I was first called to missions when I was 14 years old. There was an alter call and I was a hormonal teenage girl and I felt the call. In tears me and my closet girlfriends went up hand in hand laying our lives down for the Lord. It was a wonderful experience that helped shape my life, but I remember when I really felt the weight of my "Call" or whatever the Hell you want to call it. I was a freshman in college and during a chapel some guy, like all the other guys, was talking about taking the gospel to the least reached, the most dangerous, hardest places in the world. I was just sitting there going through the motions, ooing and awwing at the amazing stories. But the Lord called my spirit to attention and like a cannon ball to the stomach I realized, HOLY CRAP THIS IS IT! This was the call, this was my call. There wasn't another option.
Naturally I called my parents and told them, "Mom. Dad. We need to talk. We set up a time, they probably thought I was pregnant or something. To their great relief I explained in the most dramatic way that I was called to missions. With tears in my eyes I went on and on about when I go they may never hear from me again, and that I might die. And to my dismiss their response was a meager, all knowing "We know". I was kind of hoping for a grand emotional bonding experience and so I re-explained with even greater zeal the intensity of future. And they just said the same thing.
My mom said that she knew from the time that I was conceived the Lord was going to take me to the ends of the earth for the sake of the gospel. And I was all like, "Thanks for telling me that NOW Mom!" But God's timing is good, and she knew it was better for me to hear it from Him.
Since then I have come off that emotional high, not to say that I am still not called or that I am not called to that life, I just mean the glamour that the American church can put on missions has worn off a bit and reality has set in.

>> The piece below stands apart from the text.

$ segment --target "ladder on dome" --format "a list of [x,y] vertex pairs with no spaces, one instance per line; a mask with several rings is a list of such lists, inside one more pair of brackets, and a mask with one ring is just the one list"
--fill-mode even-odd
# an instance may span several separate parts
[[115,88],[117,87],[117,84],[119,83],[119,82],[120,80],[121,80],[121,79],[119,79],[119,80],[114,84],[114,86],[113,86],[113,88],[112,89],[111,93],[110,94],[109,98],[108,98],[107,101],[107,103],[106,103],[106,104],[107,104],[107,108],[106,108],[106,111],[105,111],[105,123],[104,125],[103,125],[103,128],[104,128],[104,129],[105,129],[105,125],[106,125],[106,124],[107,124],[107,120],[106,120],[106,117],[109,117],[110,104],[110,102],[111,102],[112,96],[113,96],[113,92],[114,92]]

I like reality, its more realistic.
This ridiculously long intro was all to say that I am going people. And over the course of many months I will probably tell you all about. I will share my heart, babble on and on, and then expect you to join me. I am not going to "should" on you or anything, but for some reason God has given us ALL the responsibility to reach the nations. We all play a part. Mine is to go, my parents - to give birth to me and raise me right, and yours might be to send. So get ready to have your heart strings pulled on, because the heart of God is no joke.